Polish President Lech Kaczynski could decide not to attend Victory Day festivities in Moscow on May 9 following Russia's invitation of Poland's former Communist ruler to attend the same event.
Kaczynski has repeatedly voiced criticism against 86-year-old Gen. Wojciech Jaruzelski, who was the last commander-in-chief of the communist Polish People's Army and the country's head of state from 1985 to 1990.
"President Lech Kaczynski has doubts about traveling to Moscow to attend the [Victory Day] festivities after Gen. Wojciech Jaruzelski received an invitation from Russia," Aleksander Szczyglo, the head of Poland's National Security Bureau, said on Sunday in an interview with Radiî Zet radio station.
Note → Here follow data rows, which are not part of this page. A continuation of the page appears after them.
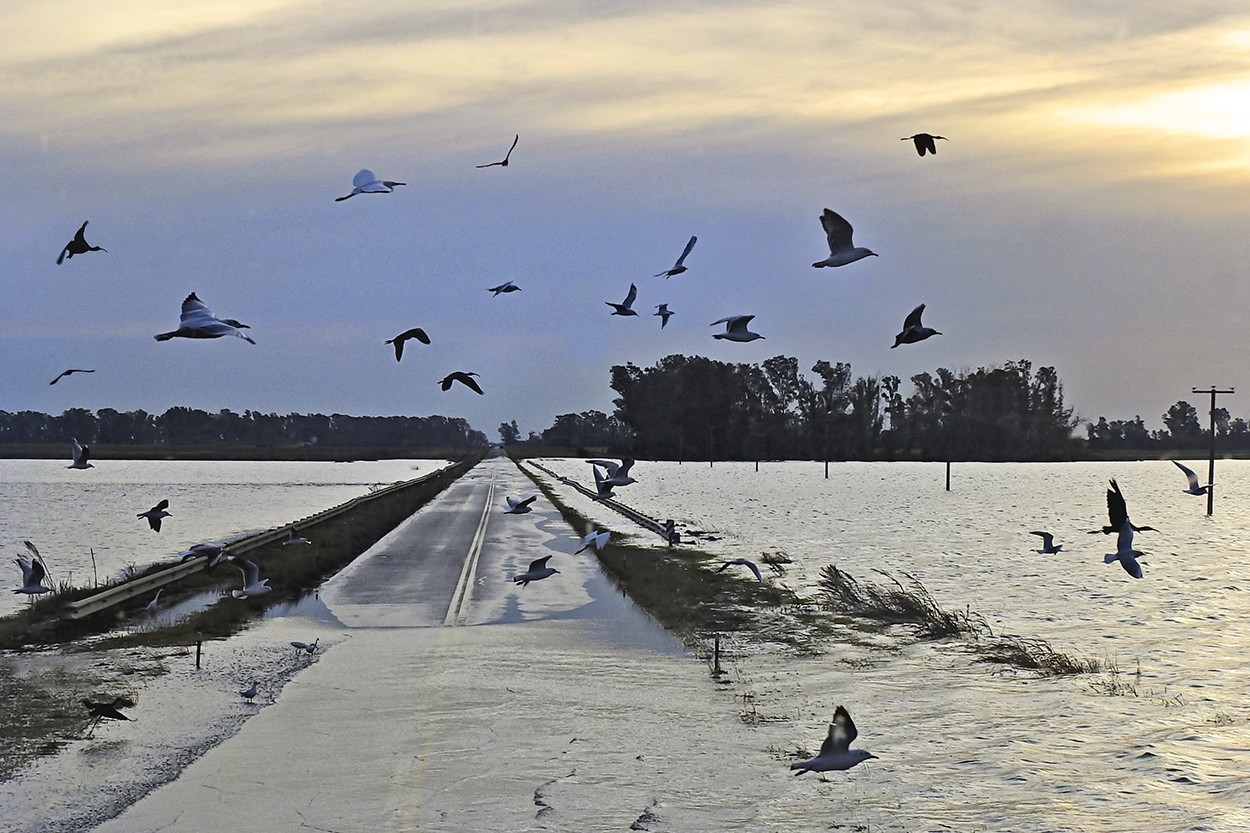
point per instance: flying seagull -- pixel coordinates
(504, 288)
(519, 507)
(841, 250)
(365, 183)
(65, 373)
(538, 572)
(1124, 552)
(155, 514)
(1118, 512)
(506, 156)
(1048, 544)
(924, 143)
(251, 582)
(678, 268)
(625, 307)
(100, 711)
(735, 329)
(466, 379)
(664, 313)
(835, 752)
(81, 454)
(415, 333)
(198, 322)
(911, 329)
(78, 245)
(1193, 480)
(744, 562)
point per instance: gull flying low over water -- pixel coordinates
(625, 308)
(741, 562)
(678, 268)
(81, 454)
(365, 183)
(664, 313)
(466, 379)
(1048, 544)
(913, 330)
(841, 250)
(735, 329)
(506, 156)
(155, 514)
(1193, 480)
(509, 287)
(1124, 552)
(924, 143)
(78, 245)
(251, 582)
(835, 752)
(198, 322)
(519, 507)
(66, 373)
(538, 572)
(415, 333)
(1118, 512)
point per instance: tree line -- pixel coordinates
(190, 427)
The administration of Russian President Dmitry Medvedev has invited nine former heads of state, who had personally fought in World War II, including George Bush, Valery Giscard d'Estaing, and Wojciech Jaruzelski, to attend the 65th anniversary celebrations of the end of the war.
Jaruzelski resigned from power after the Polish Round Table Agreement in 1989 led to democratic elections in the country.
He has been charged with committing communist crimes, mainly the creation of a criminal military organization (the so-called the Military Council of National Salvation) with the aim of conducting crimes against the Polish people.